Leiden University Medical Center, Department of Gynecology, Leiden, The Netherlands.
PLoS One. 2013 Jul 9;8(7):e67414. doi: 10.1371/journal.pone.0067414. Print 2013.
Treatment choices for cervical cancer are primarily based on clinical FIGO stage and the post-operative evaluation of prognostic parameters including tumor diameter, parametrial and lymph node involvement, vaso-invasion, infiltration depth, and histological type. The aim of this study was to evaluate genomic changes in bulky cervical tumors and their relation to clinical parameters, using single nucleotide polymorphism (SNP)-analysis. Flow-sorted tumor cells and patient-matched normal cells were extracted from 81 bulky cervical tumors. DNA-index (DI) measurement and whole genome SNP-analysis were performed. Data were analyzed to detect copy number alterations (CNA) and allelic balance state: balanced, imbalanced or pure LOH, and their relation to clinical parameters. The DI varied from 0.92-2.56. Pure LOH was found in ≥40% of samples on chromosome-arms 3p, 4p, 6p, 6q, and 11q, CN gains in >20% on 1q, 3q, 5p, 8q, and 20q, and losses on 2q, 3p, 4p, 11q, and 13q. Over 40% showed gain on 3q. The only significant differences were found between histological types (squamous, adeno and adenosquamous) in the lesser allele intensity ratio (LAIR) (p = 0.035) and in the CNA analysis (p = 0.011). More losses were found on chromosome-arm 2q (FDR = 0.004) in squamous tumors and more gains on 7p, 7q, and 9p in adenosquamous tumors (FDR = 0.006, FDR = 0.004, and FDR = 0.029). Whole genome analysis of bulky cervical cancer shows widespread changes in allelic balance and CN. The overall genetic changes and CNA on specific chromosome-arms differed between histological types. No relation was found with the clinical parameters that currently dictate treatment choice.

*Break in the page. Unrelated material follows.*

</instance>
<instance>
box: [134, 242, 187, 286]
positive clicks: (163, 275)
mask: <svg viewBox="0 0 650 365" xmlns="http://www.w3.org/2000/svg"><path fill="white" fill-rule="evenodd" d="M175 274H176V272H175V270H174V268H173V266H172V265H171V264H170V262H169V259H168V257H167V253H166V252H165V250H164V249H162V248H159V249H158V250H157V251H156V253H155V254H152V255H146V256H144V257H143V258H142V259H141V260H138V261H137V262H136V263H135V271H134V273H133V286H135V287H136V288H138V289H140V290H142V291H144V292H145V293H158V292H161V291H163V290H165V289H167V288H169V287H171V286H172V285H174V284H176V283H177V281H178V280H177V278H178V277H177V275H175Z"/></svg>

宫颈癌的治疗选择主要基于临床 FIGO 分期和术后预后参数的评估,包括肿瘤直径、宫旁和淋巴结受累、血管侵犯、浸润深度和组织学类型。本研究旨在使用单核苷酸多态性(SNP)分析评估大体积宫颈癌中的基因组变化及其与临床参数的关系。从 81 例大体积宫颈癌中提取了流式分选的肿瘤细胞和患者匹配的正常细胞。进行了 DNA 指数(DI)测量和全基因组 SNP 分析。分析数据以检测拷贝数改变(CNA)和等位基因平衡状态:平衡、不平衡或纯 LOH,并分析其与临床参数的关系。DI 从 0.92-2.56 不等。≥40%的样本在染色体臂 3p、4p、6p、6q 和 11q 上发现纯 LOH,>20%的样本在 1q、3q、5p、8q 和 20q 上发现 CN 增益,而在 2q、3p、4p、11q 和 13q 上发现缺失。超过 40%的样本在 3q 上出现增益。仅在组织学类型(鳞癌、腺癌和腺鳞癌)之间发现较小等位基因强度比(LAIR)(p=0.035)和 CNA 分析(p=0.011)存在显著差异。在鳞癌中,2q 染色体臂上发现更多缺失(FDR=0.004),在腺鳞癌中,7p、7q 和 9p 上发现更多增益(FDR=0.006、FDR=0.004 和 FDR=0.029)。大体积宫颈癌的全基因组分析显示,等位基因平衡和 CN 广泛改变。不同组织学类型之间的总体遗传变化和特定染色体臂上的 CNA 不同。与目前决定治疗选择的临床参数之间没有关系。